Look Forward

Cups awaiting guest for a tea party.

These are the strangest of times. It hit me last night, as I was knitting Easter eggs, right now we don't know what we can look forward to? Pulling up my March/April calendar I found myself deleting event after event. 

The change began two weeks ago as our only winter getaway was cancelled.  This Sunday was supposed to be my husband's ordination and the house was to be filled with family and friends.   The long awaited wedding of the daughter of a life long friend....cancelled because no more than ten can gather. Birthday parties, sporting events, graduations, grandparents' day at schools, church and maybe even Easter Sunday service, celebrations of births and even farewells at funerals will not be held.

No one knows when dates can once again be put on our calendars.

God's Word tells us that no one, but the Father, knows when Jesus will return, but it's a given. We can definitely look forward to that day and in the mean time we need not grow anxious, but trust in the Lord and his plan.

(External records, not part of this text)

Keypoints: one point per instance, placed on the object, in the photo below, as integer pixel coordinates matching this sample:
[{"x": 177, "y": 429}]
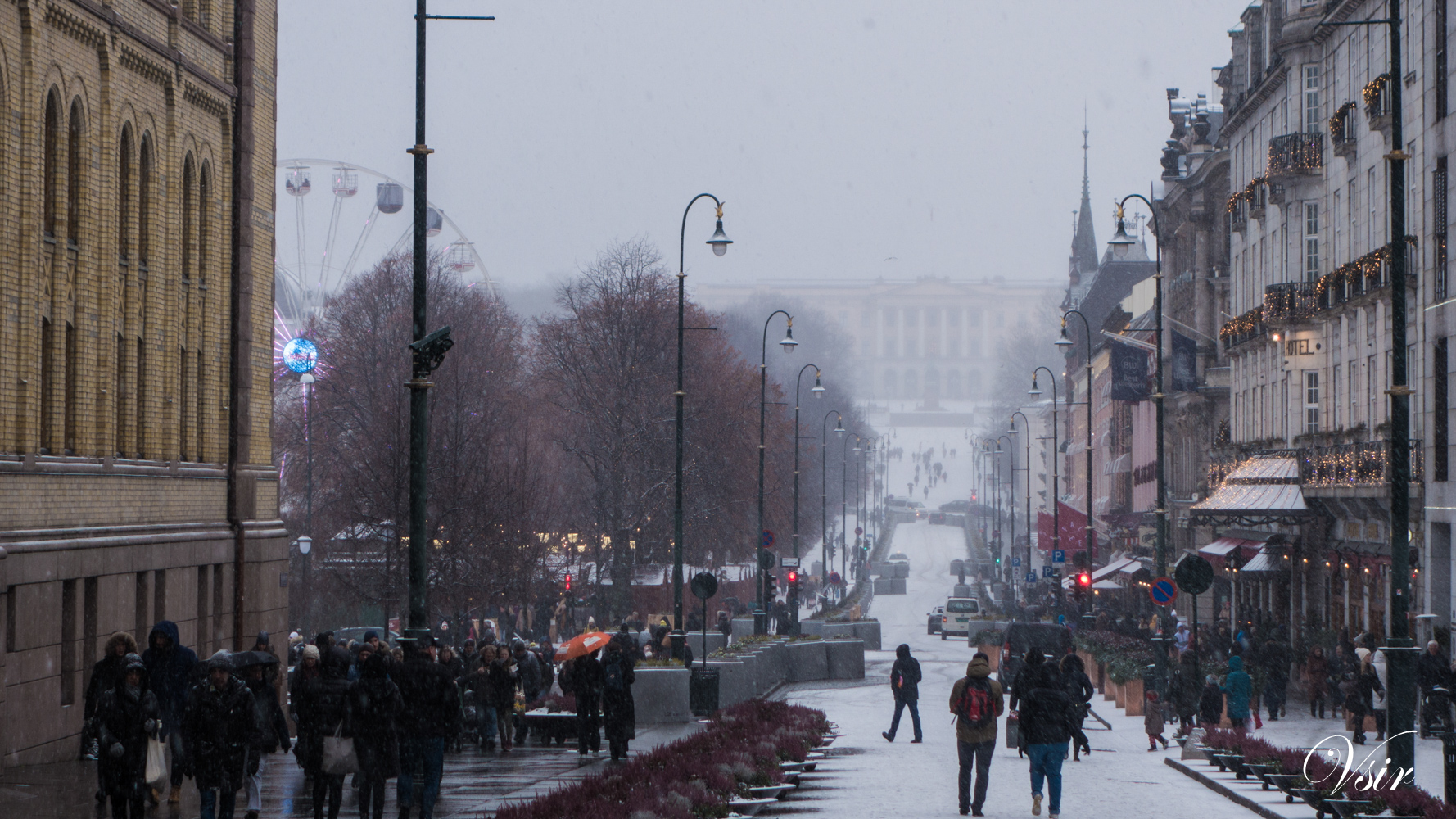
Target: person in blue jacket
[{"x": 1238, "y": 686}]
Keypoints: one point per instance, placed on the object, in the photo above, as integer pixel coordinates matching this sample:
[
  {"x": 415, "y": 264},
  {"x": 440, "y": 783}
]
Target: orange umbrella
[{"x": 581, "y": 646}]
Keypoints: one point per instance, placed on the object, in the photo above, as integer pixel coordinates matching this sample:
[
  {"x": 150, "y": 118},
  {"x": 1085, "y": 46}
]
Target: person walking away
[
  {"x": 1433, "y": 669},
  {"x": 616, "y": 697},
  {"x": 905, "y": 686},
  {"x": 1210, "y": 706},
  {"x": 587, "y": 684},
  {"x": 1154, "y": 722},
  {"x": 430, "y": 717},
  {"x": 322, "y": 710},
  {"x": 1377, "y": 701},
  {"x": 1317, "y": 681},
  {"x": 1079, "y": 691},
  {"x": 170, "y": 675},
  {"x": 219, "y": 727},
  {"x": 529, "y": 678},
  {"x": 1276, "y": 676},
  {"x": 1046, "y": 723},
  {"x": 273, "y": 733},
  {"x": 124, "y": 717},
  {"x": 503, "y": 694},
  {"x": 976, "y": 699},
  {"x": 105, "y": 675},
  {"x": 1184, "y": 693},
  {"x": 373, "y": 720},
  {"x": 1238, "y": 686}
]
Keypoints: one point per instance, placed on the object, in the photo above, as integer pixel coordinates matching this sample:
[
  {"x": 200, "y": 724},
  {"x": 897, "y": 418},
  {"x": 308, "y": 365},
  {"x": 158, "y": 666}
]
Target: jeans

Heaven and earth will pass away, but my words will not pass away. “But concerning that day and hour no one knows, not even the angels of heaven, nor the Son, but the Father only. For as were the days of Noah, so will be the coming of the Son of Man." 
Matthew 24:35-37

A reader just emailed with a great question. what does Jesus mean that "heaven and earth will pass away"?  She wrote, "I thought believers were going to heaven?"

Here is a Biblically based answer from GotQuestions.org.
Answer: The Bible consistently warns us that this world will not last forever. “Heaven and earth will pass away,” Jesus said in Matthew 24:35. His statement was in the context of end times’ prophecies and the eternal nature of Jesus’ words: “My words will never pass away.” This means that trusting Jesus is wiser than trusting anything in this world.

Jesus also refers to the passing away of heaven and earth in Matthew 5:18. In Revelation 21:1, John writes of a new heaven and a new earth in the eternal state, having seen that “the first heaven and the first earth had passed away” (cf. Isaiah 65:17 and 2 Peter 3:13). To “pass away” is to disappear or be no more. This refers to the physical heaven and earth—the material world and all it contains—but not to the spirits/souls of the inhabitants of those places. Scripture is clear that people will outlast the current material universe, some in a state of eternal bliss and some in a state of eternal misery, and that the current universe will be replaced by another that will never know the contamination of sin.